The separator is connected to the oxidizer gas discharge manifold 43a and the oxidizer gas discharge manifold 43b. A cooling medium is introduced into 27 coolant channels, nine of which are formed in three locations: the top, bottom, and center of the separator. The cooling medium flows perpendicular to the separator plane to remove heat generated by the fuel cell reaction. The separators and electrodes are combined to form a single cell, and 50 of these single cells were stacked and subjected to a power generation test. The conditions were the same as those in the second embodiment. The vertical temperature distribution was the same in the two gas channel sections: 69°C at the top and bottom ends, 72°C at the center of the gas channel, and 71°C at the center of the separator. As in the fifth embodiment, the coolant flowing through the coolant channel in the center of the separator removes the reaction heat from the two upper and lower sections. Therefore, the center of the separator is hotter than the top and bottom ends. However, the temperature difference is smaller than that in conventional fuel cell stacks. 16 is a diagram showing the configuration of a separator according to a seventh embodiment of the present invention, and is a front view of the separator on the fuel gas flow path side. That is, in this embodiment, a plurality of cooling regions 51 are provided in the center of a separator 50, and a coolant flow path 52 for circulating a cooling medium is formed in the center of each cooling region 51. Specifically, the size of the separator is 13 cm wide, 25 cm long, and 2 cm thick.
16, a fuel gas supply manifold 54a and an oxidant gas discharge manifold 53b are provided on the left side of the separator 50, and a fuel gas supply manifold 54b and an oxidant gas discharge manifold 53b are provided on the right side.
A fuel gas exhaust manifold 54b and an oxidant gas supply manifold 53a are provided. A fuel gas flow channel is provided on the surface of the separator to avoid the coolant flow channels 52 and communicate with the left and right supply and exhaust manifolds, respectively. A coolant is introduced into the 21 coolant flow channels 52 and flows perpendicular to the separator plane to remove heat generated by the fuel cell reaction. In this embodiment, each coolant flow channel is configured to remove reaction heat generated in one cooling zone. The inner walls of the coolant flow channels 52 serve as heat transfer surfaces.

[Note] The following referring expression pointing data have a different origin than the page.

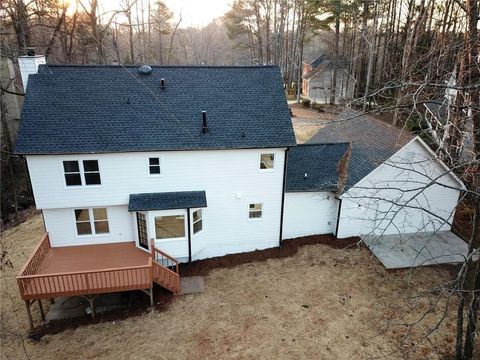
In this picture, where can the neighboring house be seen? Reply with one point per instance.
(137, 169)
(395, 183)
(317, 80)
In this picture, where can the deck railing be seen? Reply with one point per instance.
(43, 286)
(160, 268)
(33, 263)
(165, 270)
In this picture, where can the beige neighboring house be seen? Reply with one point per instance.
(317, 80)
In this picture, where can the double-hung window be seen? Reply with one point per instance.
(267, 161)
(154, 166)
(91, 221)
(255, 211)
(84, 172)
(197, 221)
(170, 227)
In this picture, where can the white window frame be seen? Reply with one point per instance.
(197, 221)
(82, 174)
(260, 161)
(163, 213)
(261, 211)
(91, 219)
(159, 164)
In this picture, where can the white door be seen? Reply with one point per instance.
(169, 230)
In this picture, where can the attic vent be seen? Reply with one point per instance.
(204, 122)
(145, 70)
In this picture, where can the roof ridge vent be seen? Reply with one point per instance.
(145, 70)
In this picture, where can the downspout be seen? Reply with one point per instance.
(283, 196)
(338, 215)
(189, 237)
(30, 187)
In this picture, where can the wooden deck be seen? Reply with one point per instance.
(94, 269)
(90, 270)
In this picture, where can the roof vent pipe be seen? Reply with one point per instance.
(204, 122)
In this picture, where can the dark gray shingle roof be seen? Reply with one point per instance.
(91, 109)
(167, 200)
(373, 141)
(320, 163)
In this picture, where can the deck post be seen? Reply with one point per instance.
(29, 315)
(151, 297)
(40, 307)
(91, 302)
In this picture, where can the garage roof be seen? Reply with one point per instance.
(373, 141)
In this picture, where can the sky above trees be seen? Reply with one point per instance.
(194, 13)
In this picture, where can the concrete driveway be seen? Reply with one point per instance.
(420, 249)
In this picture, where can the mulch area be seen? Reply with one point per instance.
(13, 220)
(140, 302)
(288, 248)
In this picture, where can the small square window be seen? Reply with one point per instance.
(82, 217)
(267, 161)
(255, 211)
(91, 221)
(75, 175)
(72, 173)
(154, 166)
(197, 221)
(92, 172)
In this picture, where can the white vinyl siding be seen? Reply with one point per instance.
(309, 213)
(229, 193)
(62, 230)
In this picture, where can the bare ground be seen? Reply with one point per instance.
(306, 122)
(321, 302)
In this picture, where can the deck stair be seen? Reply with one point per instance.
(165, 270)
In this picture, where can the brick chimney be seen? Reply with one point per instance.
(28, 64)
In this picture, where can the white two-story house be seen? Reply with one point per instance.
(138, 168)
(192, 157)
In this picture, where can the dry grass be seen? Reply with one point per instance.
(321, 303)
(306, 122)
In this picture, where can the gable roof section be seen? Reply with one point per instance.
(373, 142)
(102, 109)
(320, 162)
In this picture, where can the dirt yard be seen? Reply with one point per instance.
(306, 122)
(319, 303)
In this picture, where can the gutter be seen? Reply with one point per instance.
(283, 196)
(338, 215)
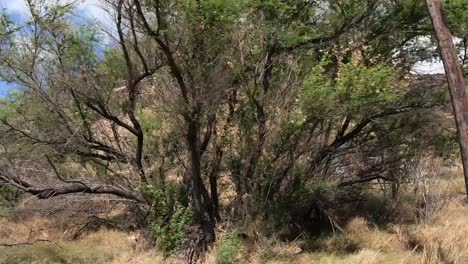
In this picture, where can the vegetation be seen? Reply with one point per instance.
(235, 126)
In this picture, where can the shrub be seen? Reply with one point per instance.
(229, 249)
(168, 216)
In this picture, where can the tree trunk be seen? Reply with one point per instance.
(456, 82)
(203, 206)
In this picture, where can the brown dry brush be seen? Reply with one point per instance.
(183, 100)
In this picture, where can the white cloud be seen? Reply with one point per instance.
(18, 6)
(425, 67)
(92, 8)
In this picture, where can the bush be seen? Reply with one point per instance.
(229, 249)
(168, 216)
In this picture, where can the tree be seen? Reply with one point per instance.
(281, 100)
(454, 73)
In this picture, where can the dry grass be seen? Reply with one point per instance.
(104, 246)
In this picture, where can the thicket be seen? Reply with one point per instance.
(291, 114)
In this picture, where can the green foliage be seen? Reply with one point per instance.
(457, 15)
(358, 90)
(169, 215)
(229, 249)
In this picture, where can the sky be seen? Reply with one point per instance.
(19, 12)
(91, 9)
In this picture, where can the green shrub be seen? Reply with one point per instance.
(168, 216)
(229, 249)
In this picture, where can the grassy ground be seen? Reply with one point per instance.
(442, 241)
(442, 238)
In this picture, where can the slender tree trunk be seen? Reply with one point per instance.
(454, 73)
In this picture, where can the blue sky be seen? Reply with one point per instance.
(19, 13)
(92, 9)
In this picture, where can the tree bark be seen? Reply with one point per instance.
(455, 79)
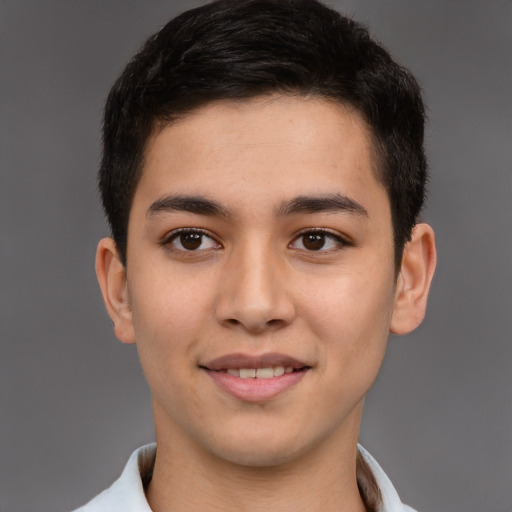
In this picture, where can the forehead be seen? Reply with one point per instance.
(273, 144)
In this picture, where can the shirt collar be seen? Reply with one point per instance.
(127, 493)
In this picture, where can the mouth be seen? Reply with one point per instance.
(255, 378)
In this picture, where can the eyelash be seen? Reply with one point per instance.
(340, 241)
(174, 235)
(202, 234)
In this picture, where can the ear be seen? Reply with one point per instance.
(414, 279)
(112, 279)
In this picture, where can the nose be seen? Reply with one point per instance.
(253, 295)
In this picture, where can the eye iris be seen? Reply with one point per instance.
(191, 241)
(313, 241)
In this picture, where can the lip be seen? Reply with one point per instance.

Because the coolant flow channels 52 are located in the centers of the cooling zones 51, the entire surface of the inner walls can be used as heat transfer surfaces, enabling efficient cooling. (Eighth Embodiment) This embodiment is a modification of the fourth embodiment, in which the shape of the inner surfaces of the coolant flow channels is changed. 17A and 17B are diagrams showing the configuration of the separator in this embodiment, with Fig. 17A being a front view of the separator on the fuel gas flow path side, and Fig. 17B being a cross-sectional view taken along the line E-E in Fig. 17A. Specifically, the separator 60 in this embodiment is made of aluminum, and each coolant flow path 62 has three protrusions 63, each 2 mm wide and 5 mm long, on its inner wall. The remaining configuration is similar to that of the fourth and second embodiments, and therefore a description thereof will be omitted. Furthermore, a coolant is introduced into 18 coolant flow paths 62 provided at the top and bottom of the long sides of the separator, and is configured to remove heat generated by the fuel cell reaction by circulating this coolant in a direction perpendicular to the separator plane.
In this case, the inner walls of the coolant flow channels 62 serve as heat transfer surfaces. In this embodiment, by providing protrusions 63 on the inner walls of each coolant flow channel 62, the length of the inner walls can be increased, thereby increasing the heat transfer area and enabling efficient cooling. (Ninth Embodiment) This embodiment is a modification of the third and eighth embodiments, in which the shape of the inner surfaces of the coolant flow channels is modified. FIGS. 18A and 18B show the configuration of a separator in this embodiment, with FIG. 18A being a front view of the separator on the fuel gas flow channel side, and FIG. 18B being a cross-sectional view taken along the line F-F in FIG. 18A. That is, the separator 70 of this embodiment is made of a flexible graphite carbon sheet, and the central portions of the inner walls of each coolant flow channel 72 are shaped to overhang inward by a width of 2 mm. The overhanging portions 73 are formed by press molding so that the thickness of the overhanging portions is the same as the thickness of the portions where the fuel gas flow channel and the oxidant gas flow channel are provided, i.e., 1 mm. The other configurations are similar to those of the third and second embodiments, and therefore a description thereof will be omitted. The cooling medium is introduced into 18 coolant flow paths 72 provided at the top and bottom of the long sides of the separator, and is configured to circulate this cooling medium perpendicular to the separator plane to remove the heat generated by the fuel cell reaction.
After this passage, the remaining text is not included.